Is iodine-125 seed strand brachytherapy suitable for ureteral carcinoma?

Urol Oncol

Department of Interventional Radiology, the First affiliated Hospital of Zhengzhou University, Zhengzhou, China. Electronic address:

Published: December 2022

AI Article Synopsis

  • Long-term high-dose radiation can cause complications in ureteral carcinoma patients, prompting a study on nephrostomy and iodine-125 seed strand brachytherapy as an alternative treatment.
  • A study of 21 patients showed a 100% technical success rate, minimal complications, and significant improvements in various health metrics after the procedure.
  • The findings suggest that this combined treatment is a safe and effective option for patients who are not candidates for surgery, with a median overall survival of 25 months.

Article Abstract

Background: Long-term conventional high-dose radiation therapy can lead to retroperitoneal fibrosis and nerve damage in patients with advanced ureteral carcinoma (UC). The purpose of this study is to evaluate the safety and efficacy of nephrostomy combined with iodine-125 seed strand (ISS) brachytherapy for the treatment of UC.

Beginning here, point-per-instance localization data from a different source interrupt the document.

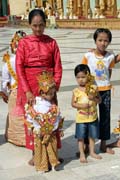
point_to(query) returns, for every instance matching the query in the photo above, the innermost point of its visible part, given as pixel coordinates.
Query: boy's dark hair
(36, 12)
(102, 30)
(81, 68)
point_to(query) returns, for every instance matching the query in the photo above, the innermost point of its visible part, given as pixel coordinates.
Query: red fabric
(32, 51)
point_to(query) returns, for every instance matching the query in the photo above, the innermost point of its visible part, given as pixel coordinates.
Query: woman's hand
(30, 97)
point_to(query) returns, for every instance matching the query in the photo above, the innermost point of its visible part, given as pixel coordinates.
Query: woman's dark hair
(81, 68)
(102, 30)
(36, 12)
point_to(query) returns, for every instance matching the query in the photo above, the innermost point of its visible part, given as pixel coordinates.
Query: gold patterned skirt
(45, 154)
(15, 130)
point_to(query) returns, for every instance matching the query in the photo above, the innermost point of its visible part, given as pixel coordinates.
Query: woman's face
(37, 25)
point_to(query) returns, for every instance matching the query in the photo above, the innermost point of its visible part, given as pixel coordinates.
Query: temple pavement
(14, 160)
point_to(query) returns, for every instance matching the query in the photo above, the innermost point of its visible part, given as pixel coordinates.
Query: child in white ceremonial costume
(43, 118)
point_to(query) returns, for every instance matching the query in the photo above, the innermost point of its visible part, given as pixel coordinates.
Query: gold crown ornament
(90, 85)
(46, 81)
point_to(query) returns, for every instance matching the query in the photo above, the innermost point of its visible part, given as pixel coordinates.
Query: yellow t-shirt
(84, 115)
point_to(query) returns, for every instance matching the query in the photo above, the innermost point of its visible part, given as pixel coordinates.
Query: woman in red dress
(35, 53)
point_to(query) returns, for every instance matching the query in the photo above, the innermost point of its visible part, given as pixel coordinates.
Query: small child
(85, 98)
(44, 119)
(101, 62)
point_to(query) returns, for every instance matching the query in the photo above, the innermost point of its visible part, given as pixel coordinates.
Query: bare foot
(83, 159)
(31, 162)
(115, 144)
(96, 156)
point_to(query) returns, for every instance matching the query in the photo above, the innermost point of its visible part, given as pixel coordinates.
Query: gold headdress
(90, 89)
(45, 81)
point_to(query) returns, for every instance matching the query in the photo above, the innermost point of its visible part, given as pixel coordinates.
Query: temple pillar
(79, 10)
(39, 3)
(59, 4)
(86, 7)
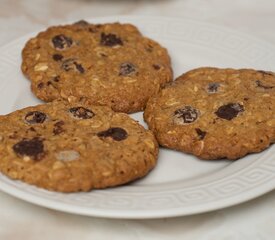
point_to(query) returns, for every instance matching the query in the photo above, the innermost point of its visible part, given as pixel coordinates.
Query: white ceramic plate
(180, 184)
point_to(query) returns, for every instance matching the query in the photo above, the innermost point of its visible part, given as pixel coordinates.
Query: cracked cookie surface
(70, 147)
(104, 64)
(215, 113)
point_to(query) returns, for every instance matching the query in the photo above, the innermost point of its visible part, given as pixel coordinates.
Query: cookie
(215, 113)
(104, 64)
(65, 147)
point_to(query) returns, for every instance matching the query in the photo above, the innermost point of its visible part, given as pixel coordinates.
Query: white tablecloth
(252, 220)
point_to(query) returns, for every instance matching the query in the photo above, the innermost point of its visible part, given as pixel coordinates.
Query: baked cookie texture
(215, 113)
(74, 147)
(104, 64)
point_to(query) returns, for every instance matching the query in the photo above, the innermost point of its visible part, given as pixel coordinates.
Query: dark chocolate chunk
(118, 134)
(81, 113)
(58, 127)
(33, 148)
(72, 64)
(57, 57)
(261, 85)
(81, 23)
(127, 69)
(40, 85)
(56, 78)
(61, 42)
(35, 117)
(79, 67)
(200, 133)
(110, 40)
(186, 115)
(156, 66)
(229, 111)
(213, 87)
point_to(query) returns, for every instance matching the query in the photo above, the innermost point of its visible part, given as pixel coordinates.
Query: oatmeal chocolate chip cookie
(215, 113)
(66, 147)
(105, 64)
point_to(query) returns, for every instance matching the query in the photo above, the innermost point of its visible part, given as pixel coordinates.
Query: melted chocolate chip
(56, 78)
(127, 69)
(156, 66)
(79, 67)
(72, 64)
(35, 117)
(61, 42)
(81, 113)
(110, 40)
(40, 85)
(186, 115)
(261, 85)
(58, 127)
(33, 148)
(117, 134)
(57, 57)
(81, 23)
(213, 87)
(229, 111)
(200, 133)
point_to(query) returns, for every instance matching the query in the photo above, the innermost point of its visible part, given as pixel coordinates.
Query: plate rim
(143, 214)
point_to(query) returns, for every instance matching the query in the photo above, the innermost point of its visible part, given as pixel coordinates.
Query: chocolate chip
(186, 115)
(110, 40)
(79, 67)
(56, 78)
(213, 87)
(117, 134)
(32, 129)
(72, 64)
(229, 111)
(61, 42)
(261, 85)
(57, 57)
(33, 148)
(81, 23)
(58, 127)
(127, 69)
(200, 133)
(35, 117)
(156, 66)
(81, 113)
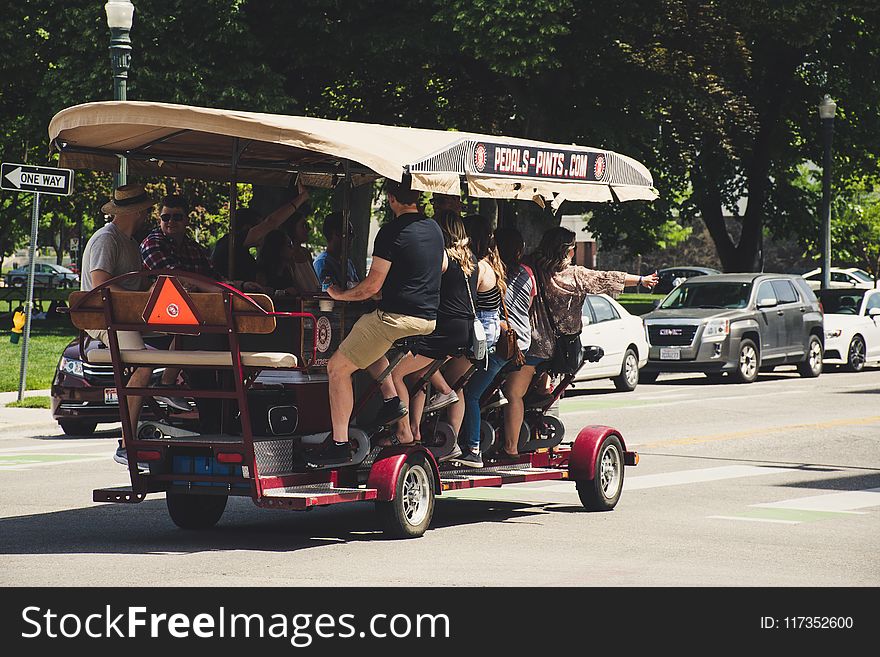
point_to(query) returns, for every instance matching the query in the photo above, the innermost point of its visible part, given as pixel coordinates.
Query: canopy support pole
(346, 217)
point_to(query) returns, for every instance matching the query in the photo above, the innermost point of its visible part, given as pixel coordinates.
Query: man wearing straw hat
(112, 251)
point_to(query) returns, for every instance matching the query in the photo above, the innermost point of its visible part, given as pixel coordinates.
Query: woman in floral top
(564, 288)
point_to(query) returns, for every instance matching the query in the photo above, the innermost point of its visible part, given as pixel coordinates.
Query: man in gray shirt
(113, 251)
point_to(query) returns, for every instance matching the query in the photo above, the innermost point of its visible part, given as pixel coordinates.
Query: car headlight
(70, 366)
(716, 329)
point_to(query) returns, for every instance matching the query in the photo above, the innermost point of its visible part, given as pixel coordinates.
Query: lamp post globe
(119, 19)
(827, 110)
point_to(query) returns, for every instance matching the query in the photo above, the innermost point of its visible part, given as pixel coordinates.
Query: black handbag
(272, 412)
(507, 347)
(568, 352)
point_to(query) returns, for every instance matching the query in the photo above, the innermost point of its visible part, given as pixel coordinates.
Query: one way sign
(44, 180)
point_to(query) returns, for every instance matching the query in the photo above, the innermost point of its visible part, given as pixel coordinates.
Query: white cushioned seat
(183, 358)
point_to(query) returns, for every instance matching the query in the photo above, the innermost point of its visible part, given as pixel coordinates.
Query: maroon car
(84, 394)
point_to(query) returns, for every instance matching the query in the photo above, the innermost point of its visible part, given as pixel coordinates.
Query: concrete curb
(12, 419)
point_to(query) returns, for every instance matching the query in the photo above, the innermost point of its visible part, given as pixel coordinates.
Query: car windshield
(709, 295)
(841, 302)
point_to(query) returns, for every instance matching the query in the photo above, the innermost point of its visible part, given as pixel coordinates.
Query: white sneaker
(177, 403)
(455, 453)
(440, 400)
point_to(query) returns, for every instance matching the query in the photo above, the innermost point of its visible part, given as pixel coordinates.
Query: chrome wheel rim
(856, 353)
(415, 495)
(748, 361)
(815, 356)
(631, 371)
(609, 471)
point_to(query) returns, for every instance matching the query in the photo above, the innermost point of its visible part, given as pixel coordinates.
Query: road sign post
(34, 180)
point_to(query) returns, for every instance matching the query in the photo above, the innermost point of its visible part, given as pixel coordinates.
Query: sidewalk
(12, 419)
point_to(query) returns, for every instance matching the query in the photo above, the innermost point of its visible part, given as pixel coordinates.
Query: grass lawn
(34, 401)
(47, 341)
(638, 304)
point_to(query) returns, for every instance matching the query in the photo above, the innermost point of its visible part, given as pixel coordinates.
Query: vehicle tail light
(229, 457)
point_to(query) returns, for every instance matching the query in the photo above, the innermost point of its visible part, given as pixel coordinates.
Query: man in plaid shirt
(170, 247)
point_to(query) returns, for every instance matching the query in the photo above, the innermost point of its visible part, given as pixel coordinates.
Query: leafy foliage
(718, 99)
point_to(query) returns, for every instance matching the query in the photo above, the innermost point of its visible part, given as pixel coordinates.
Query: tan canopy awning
(160, 139)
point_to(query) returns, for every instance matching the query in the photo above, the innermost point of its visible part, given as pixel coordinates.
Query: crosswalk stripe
(840, 502)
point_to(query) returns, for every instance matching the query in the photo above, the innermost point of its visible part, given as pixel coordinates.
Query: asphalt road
(776, 483)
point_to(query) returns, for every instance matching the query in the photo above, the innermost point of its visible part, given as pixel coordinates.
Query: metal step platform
(311, 495)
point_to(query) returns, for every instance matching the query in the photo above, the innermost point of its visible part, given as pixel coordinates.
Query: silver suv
(735, 324)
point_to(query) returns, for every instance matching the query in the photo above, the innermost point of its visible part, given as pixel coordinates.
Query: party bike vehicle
(273, 390)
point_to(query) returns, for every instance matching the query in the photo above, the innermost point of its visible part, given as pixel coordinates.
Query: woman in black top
(452, 334)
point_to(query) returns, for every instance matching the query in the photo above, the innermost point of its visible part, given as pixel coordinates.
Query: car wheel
(195, 511)
(855, 359)
(747, 368)
(603, 491)
(409, 513)
(811, 366)
(628, 378)
(78, 427)
(648, 377)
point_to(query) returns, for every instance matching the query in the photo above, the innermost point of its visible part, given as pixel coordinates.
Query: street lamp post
(119, 17)
(827, 109)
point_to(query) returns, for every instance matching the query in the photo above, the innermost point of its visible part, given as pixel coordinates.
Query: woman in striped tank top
(504, 250)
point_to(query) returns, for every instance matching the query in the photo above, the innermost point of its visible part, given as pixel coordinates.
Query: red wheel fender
(585, 451)
(387, 466)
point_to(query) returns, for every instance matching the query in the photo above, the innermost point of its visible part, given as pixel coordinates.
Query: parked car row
(45, 275)
(728, 326)
(842, 278)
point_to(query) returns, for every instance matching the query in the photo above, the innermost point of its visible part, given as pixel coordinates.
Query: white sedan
(843, 278)
(621, 335)
(852, 327)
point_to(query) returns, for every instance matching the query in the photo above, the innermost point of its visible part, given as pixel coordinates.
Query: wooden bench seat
(266, 359)
(248, 316)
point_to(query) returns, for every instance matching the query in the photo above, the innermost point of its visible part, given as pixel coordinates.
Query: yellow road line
(694, 440)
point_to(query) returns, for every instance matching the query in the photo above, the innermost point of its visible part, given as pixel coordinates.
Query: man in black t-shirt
(408, 260)
(251, 230)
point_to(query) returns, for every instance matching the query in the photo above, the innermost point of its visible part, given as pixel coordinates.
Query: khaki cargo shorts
(127, 339)
(373, 334)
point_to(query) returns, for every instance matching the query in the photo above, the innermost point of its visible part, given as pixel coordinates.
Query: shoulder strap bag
(479, 349)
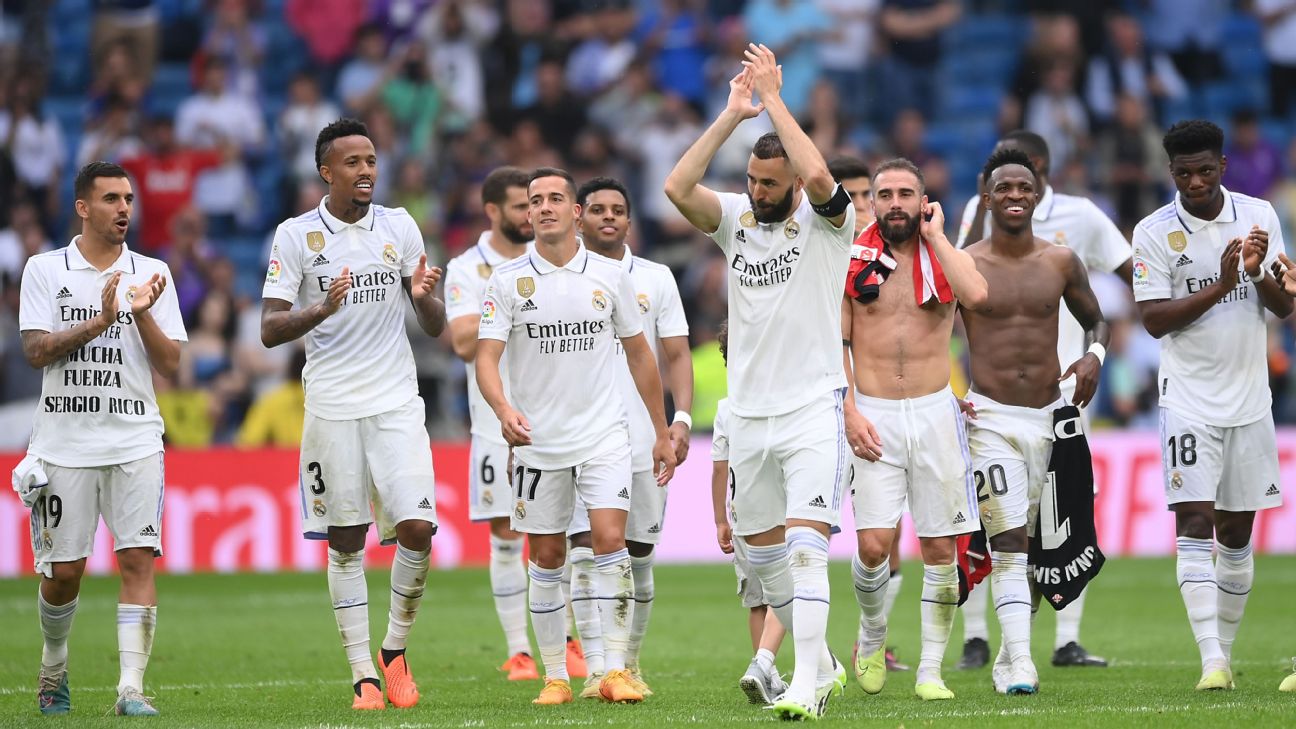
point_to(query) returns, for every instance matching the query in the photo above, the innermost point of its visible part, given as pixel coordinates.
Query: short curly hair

Materials And Methods: Twenty-one patients with UC were treated with nephrostomy combined with ISS brachytherapy. The following parameters were recorded: technical success rate, procedure time, complications, mean D90 (dose delivered to the 90% gross tumor volume), organ at risk (OAR) dose, local control rate (LCR), ureteral patency (UP), local tumor progression (LTP), and overall survival (OS). The hydronephrosis score (HS), visual analog score (VAS), Karnofsky score and maximum diameter (MD) were compared before and 8 weeks after the operation.

Results: The technical success rate was 100%, with a mean procedure time of 54.6 min. Three cases (14.5%) had bladder implant metastasis but no other major complications, such as ureteral perforation, infection, or severe bleeding, occurred. The mean D90 and OAR doses were 50.7 and 3.8 Gy, respectively. LCR was 100% with 28.6% UP at the 8-week evaluation. During the mean follow-up of 16.6 months, LTP occurred in 4 cases (19.1%), and the median OS was 25.0 months (95% CI 21.3-28.5). The HS, VAS, Karnofsky score and MD showed significant changes (all P < 0.01).

Conclusion: UC can be safely and effectively treated by nephrostomy combined with ISS brachytherapy, a viable option for patients who cannot undergo or refuse surgical resection.